Par Swann Borsellino
Mieux Qatar que jamais
Chacun à leur rythme, Malaga, Manchester City et le Paris Saint Germain commencent à prouver qu’en football plus qu’ailleurs, l’argent contribue grandement au bonheur. Tous qualifiés pour la Ligue des champions la saison prochaine – Malaga disputant le tour préliminaire – les trois friqués peuvent, une poignée de saisons après avoir vendu leur âme au diable, dresser un petit bilan.
Sheikh Mansoor (propriétaire de Manchester City)

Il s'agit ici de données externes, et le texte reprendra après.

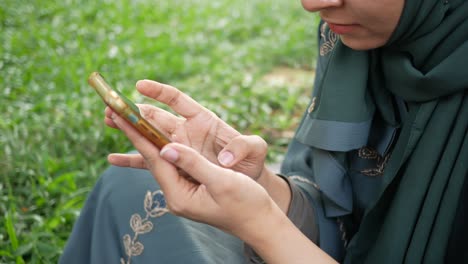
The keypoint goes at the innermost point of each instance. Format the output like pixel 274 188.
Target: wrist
pixel 277 188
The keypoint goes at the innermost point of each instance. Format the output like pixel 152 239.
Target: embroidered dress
pixel 377 167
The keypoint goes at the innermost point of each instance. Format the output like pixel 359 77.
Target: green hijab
pixel 425 65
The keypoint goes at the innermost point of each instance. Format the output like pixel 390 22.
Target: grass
pixel 248 61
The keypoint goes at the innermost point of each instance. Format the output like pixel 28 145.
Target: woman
pixel 376 171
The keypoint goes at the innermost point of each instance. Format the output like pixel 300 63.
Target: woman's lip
pixel 342 29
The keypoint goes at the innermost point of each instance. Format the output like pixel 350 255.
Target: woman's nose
pixel 317 5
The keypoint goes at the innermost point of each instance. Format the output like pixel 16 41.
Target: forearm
pixel 286 244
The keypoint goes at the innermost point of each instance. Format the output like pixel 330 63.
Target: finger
pixel 127 160
pixel 165 173
pixel 192 162
pixel 160 118
pixel 241 147
pixel 171 96
pixel 107 118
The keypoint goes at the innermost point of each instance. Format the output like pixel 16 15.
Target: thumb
pixel 193 163
pixel 242 147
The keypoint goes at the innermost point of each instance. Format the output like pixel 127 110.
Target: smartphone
pixel 126 109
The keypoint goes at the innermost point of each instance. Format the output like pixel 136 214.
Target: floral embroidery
pixel 372 154
pixel 155 206
pixel 329 40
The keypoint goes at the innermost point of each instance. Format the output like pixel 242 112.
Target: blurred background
pixel 251 62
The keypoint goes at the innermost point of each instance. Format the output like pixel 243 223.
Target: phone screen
pixel 126 109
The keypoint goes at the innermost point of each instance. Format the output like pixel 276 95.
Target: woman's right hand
pixel 198 128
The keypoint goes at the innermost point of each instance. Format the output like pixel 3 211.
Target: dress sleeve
pixel 300 212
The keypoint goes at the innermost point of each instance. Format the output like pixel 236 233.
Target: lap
pixel 125 220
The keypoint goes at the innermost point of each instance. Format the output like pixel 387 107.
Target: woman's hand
pixel 220 197
pixel 223 198
pixel 198 128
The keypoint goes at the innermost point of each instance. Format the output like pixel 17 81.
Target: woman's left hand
pixel 221 197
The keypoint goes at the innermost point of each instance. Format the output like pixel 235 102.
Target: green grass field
pixel 251 62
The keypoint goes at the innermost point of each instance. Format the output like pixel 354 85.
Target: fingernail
pixel 169 154
pixel 225 158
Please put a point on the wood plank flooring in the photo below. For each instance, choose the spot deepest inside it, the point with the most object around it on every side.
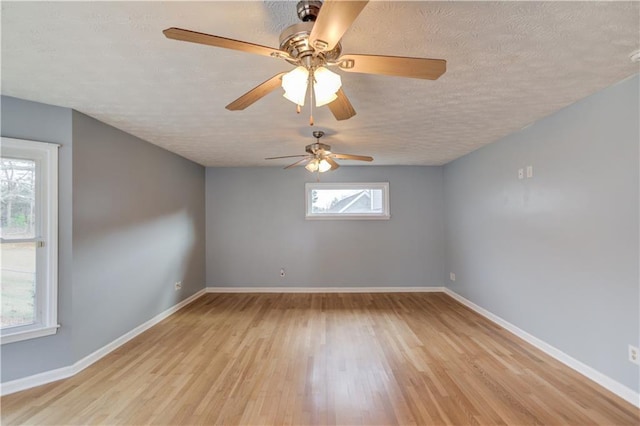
(263, 359)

Dans le football moderne, l’argent a une odeur : celle du succès. D’une, parce que, qu’on le veuille ou non, les équipes qui tiennent le haut du pavé et qui l’ont toujours tenu depuis une décennie ont, sauf exception, eu plus de pépettes que les autres. Grâce aux succès, évidemment, et grâce aux présidents investisseurs « à l’ancienne ». De deux, parce qu’à travers des exemples différents, certains zigs ont montré qu’à court, long ou moyen terme, la thune permettait de devenir compétitif. La saison prochaine, Manchester City, champion d’Angleterre, Malaga, quatrième de la Liga et le Paris Saint-Germain, dauphin de Montpellier, disputeront la Ligue des champions, une poignée de saisons après avoir été rachetés. Un fait qui tend à prouver ce que ressentent les supporters de ces clubs en ces périodes de transfert : la maille fait le bonheur.
Malaga, le plus «soft»
Pour Abdullah ben Nasser Al-Thani, président de Malaga depuis le rachat du club au crépuscule de la saison 2009-2010, la donne est assez complexe. Moins enclin à mettre la main au portefeuille que certains de ses confrères investisseurs, celui qui a racheté le club pour 36 millions d’euros doit surtout faire face à un contexte hostile à la réussite sportive. En effet, quand le Paris Saint-Germain croise le fer avec Montpellier et Lille pour donner à ses kopecks une raison d’être et à ses supporters une raison d’espérer, les Andalous, eux, observent le FC Barcelone et le Real Madrid. De loin. De vraiment très loin, même. Dix-septièmes, à un point du premier relégable lors de leur dernière saison loin du pétrole, les coéquipiers de Jérémy Toulalan ont un objectif bien défini : se refaire la fraise en devenant l’un des gros de « l’autre Liga », la Liga d’en bas. Dixième lors de la première année post-rachat, celle des arrivées de Demichelis, Julio Baptista et, surtout, Manuel Pellegrini, les Andalous attaquent 2011-2012 comme la saison du tournant. Van Nistelrooy, Buonanotte, Toulalan, Mathijsen et Santi Cazorla, arrivé au club pour 21 millions d’euros, un transfert record. Plus de 50 millions dépensés en un été qui n’ont pas empêché de recruter malin et de faire confiance à des jeunes comme Isco et Rondon. Assez rare pour être souligné.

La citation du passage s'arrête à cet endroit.